Mi diverto molto durante il processo creativo: è il tempo del gioco ma anche della possibilità, niente è ancora definitivo. La fine di un lavoro, al contrario, è un passo che tendo a procrastinare perché mi deprime: decine di immagini aspettano infatti che io le finalizzi.
Tendo a posticipare questo momento perché ho un problema con l’idea di chiusura, di fine; penso alle strade che non ho percorso, mi chiedo se ho fatto le scelte giuste. Alle volte questo atteggiamento, lo ammetto, è poco sano perché finisce col martoriare un’immagine. Di una fotografia, è importante non solo esplorarne le possibilità ma capirne anche i limiti e rispettarli di conseguenza.
In generale, tendo a pretendere un risultato da ciò che faccio, sia questo un insuccesso o il suo contrario. Ho bisogno di una prova tangibile del mio lavoro, qualcosa che mi dia le coordinate per capire dove intervenire in un secondo momento.

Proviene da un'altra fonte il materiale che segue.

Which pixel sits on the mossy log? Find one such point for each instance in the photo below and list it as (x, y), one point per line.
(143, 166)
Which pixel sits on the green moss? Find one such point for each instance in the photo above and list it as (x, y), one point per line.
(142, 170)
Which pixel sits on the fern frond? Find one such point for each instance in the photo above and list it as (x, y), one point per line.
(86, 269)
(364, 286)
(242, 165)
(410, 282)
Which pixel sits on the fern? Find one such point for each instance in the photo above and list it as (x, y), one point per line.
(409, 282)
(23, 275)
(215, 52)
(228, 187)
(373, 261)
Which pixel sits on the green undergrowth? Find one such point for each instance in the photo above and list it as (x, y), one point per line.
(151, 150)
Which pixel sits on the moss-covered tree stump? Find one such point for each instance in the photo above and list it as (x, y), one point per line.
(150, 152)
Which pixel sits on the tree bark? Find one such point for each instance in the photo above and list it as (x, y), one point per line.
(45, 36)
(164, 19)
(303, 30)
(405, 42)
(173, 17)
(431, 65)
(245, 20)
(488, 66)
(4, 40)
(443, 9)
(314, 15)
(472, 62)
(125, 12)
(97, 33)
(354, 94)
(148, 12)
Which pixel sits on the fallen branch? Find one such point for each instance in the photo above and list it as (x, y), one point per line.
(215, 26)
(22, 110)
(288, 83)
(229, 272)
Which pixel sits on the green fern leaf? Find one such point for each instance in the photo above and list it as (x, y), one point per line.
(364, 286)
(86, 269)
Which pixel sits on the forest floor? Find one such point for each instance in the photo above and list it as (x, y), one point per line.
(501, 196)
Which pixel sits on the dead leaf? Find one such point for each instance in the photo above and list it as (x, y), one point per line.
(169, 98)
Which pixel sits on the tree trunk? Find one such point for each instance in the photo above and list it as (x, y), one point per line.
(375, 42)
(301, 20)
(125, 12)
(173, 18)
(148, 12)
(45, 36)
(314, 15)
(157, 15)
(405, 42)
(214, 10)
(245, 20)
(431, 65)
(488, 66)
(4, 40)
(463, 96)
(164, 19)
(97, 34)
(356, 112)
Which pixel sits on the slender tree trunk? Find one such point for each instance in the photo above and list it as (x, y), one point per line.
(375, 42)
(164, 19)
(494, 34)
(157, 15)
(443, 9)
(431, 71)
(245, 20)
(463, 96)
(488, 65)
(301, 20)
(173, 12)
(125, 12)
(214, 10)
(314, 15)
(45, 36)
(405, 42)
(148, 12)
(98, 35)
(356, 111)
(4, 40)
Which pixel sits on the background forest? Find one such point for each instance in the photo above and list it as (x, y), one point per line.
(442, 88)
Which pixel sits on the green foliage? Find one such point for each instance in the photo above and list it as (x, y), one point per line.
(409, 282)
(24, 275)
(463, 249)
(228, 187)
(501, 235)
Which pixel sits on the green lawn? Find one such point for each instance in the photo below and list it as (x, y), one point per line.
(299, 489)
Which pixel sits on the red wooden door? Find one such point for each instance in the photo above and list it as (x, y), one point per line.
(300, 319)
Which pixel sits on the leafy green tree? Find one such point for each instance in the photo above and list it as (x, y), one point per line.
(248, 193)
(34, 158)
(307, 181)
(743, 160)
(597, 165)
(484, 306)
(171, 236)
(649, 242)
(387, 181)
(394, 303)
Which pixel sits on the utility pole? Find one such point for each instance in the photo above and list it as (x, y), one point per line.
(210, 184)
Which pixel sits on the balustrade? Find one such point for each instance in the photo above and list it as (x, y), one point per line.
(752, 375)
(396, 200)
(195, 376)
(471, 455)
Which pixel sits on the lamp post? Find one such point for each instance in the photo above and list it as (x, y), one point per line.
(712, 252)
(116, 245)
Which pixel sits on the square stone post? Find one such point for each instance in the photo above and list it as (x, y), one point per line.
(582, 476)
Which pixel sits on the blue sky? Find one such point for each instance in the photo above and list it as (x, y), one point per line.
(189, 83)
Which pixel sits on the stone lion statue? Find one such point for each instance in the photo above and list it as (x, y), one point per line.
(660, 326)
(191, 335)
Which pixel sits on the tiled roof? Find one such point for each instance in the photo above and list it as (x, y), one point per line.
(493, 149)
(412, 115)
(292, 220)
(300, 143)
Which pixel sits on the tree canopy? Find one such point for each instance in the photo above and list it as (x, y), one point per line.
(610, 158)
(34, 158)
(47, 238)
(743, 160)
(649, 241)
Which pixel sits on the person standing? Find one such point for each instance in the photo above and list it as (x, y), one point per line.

• Secondo te, la pratica fotografica, attraverso un processo di espressione libera e creativa, può stimolare la scoperta della "sé bambina"?

Più che di scoperta, nel mio caso parlerei di un felice rapporto di collaborazione tra chi sono oggi e chi ero ieri. Da bambina, amavo il teatro, stare sul palco, essere altro da me stessa. Il teatro per me era uno spazio sicuro, il palcoscenico ideale per il gioco del pretend di cui parlavamo prima. Pertanto, se la bambina che ero potessi vedermi, penso sarebbe molto felice: non mi occupo di teatro ma nei miei lavori l’aspetto performativo è essenziale e sempre presente.



• Mi piacerebbe che formulassi una domanda. Questa domanda verrà posta ad un'altra persona che sarà intervistata, per creare un legame invisibile fra tutte le interviste, fra tutte le storie.

Alla prossima artista vorrei chiedere: qual è il tuo punto di vista sull’impiego dell’intelligenza artificiale nella generazione di immagini?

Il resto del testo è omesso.